There is not a weak link in this superb cast, with all the singers perfect for the vocal and dramatic properties of their roles. Ann Hallenberg’s supple coloratura is perfectly aligned with dramatic awareness and melodic sensibility in numerous accompanied recitatives and arias: the sleep scene in Act 1 is beautifully judged and the hedonistic accompagnato that precedes ‘Stile amare’ is gripping. Anna Bonitatibus’s singing is magnificent, and her ornamentation and cadenza are fabulous. Pietro Spagnoli sings the tyrant Araspe firmly but one also feels a degree of sympathy for his hopeless infatuation with Ptolemy’s wife Seleuce.

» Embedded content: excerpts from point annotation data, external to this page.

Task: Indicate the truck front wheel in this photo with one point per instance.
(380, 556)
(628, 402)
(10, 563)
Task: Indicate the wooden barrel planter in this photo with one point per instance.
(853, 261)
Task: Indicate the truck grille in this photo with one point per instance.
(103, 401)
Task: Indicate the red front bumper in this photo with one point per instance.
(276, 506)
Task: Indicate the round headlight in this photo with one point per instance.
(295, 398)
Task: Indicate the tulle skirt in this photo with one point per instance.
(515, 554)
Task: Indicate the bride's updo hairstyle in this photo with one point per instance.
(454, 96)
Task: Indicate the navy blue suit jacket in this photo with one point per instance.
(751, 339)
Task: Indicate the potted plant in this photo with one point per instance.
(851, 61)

Karina Gauvin’s singing is dramatic and colourful: her interplay with two recorders in ‘Fonti amiche’ is simple yet ravishing and the hushed ‘Dite, che fa’ (with muted strings and offstage echoes from Ptolemy) is utterly gorgeous.

Alan Curtis’s recent Handel opera recordings have been admirable in patches but flawed by inconsistent casts and occasionally weedy instrumental playing. It is a delight to hear the Italian-based American harpsichordist and Il Complesso Barocco back on top-notch form in this delectable performance. The overture oozes with charisma and the orchestral playing is beautifully paced and articulated. Each ritornello shows finesse and a deep-rooted fondness for the subtleties in Handel’s writing. Recitatives are never sluggish but Curtis does not force proceedings unnaturally, allowing the language and rhetoric enough space to work their magic. He has all the energy and dynamism necessary but also realises that courtliness and elegance are vital elements of Handel’s music. All in all, this is a perfect Handel opera recording.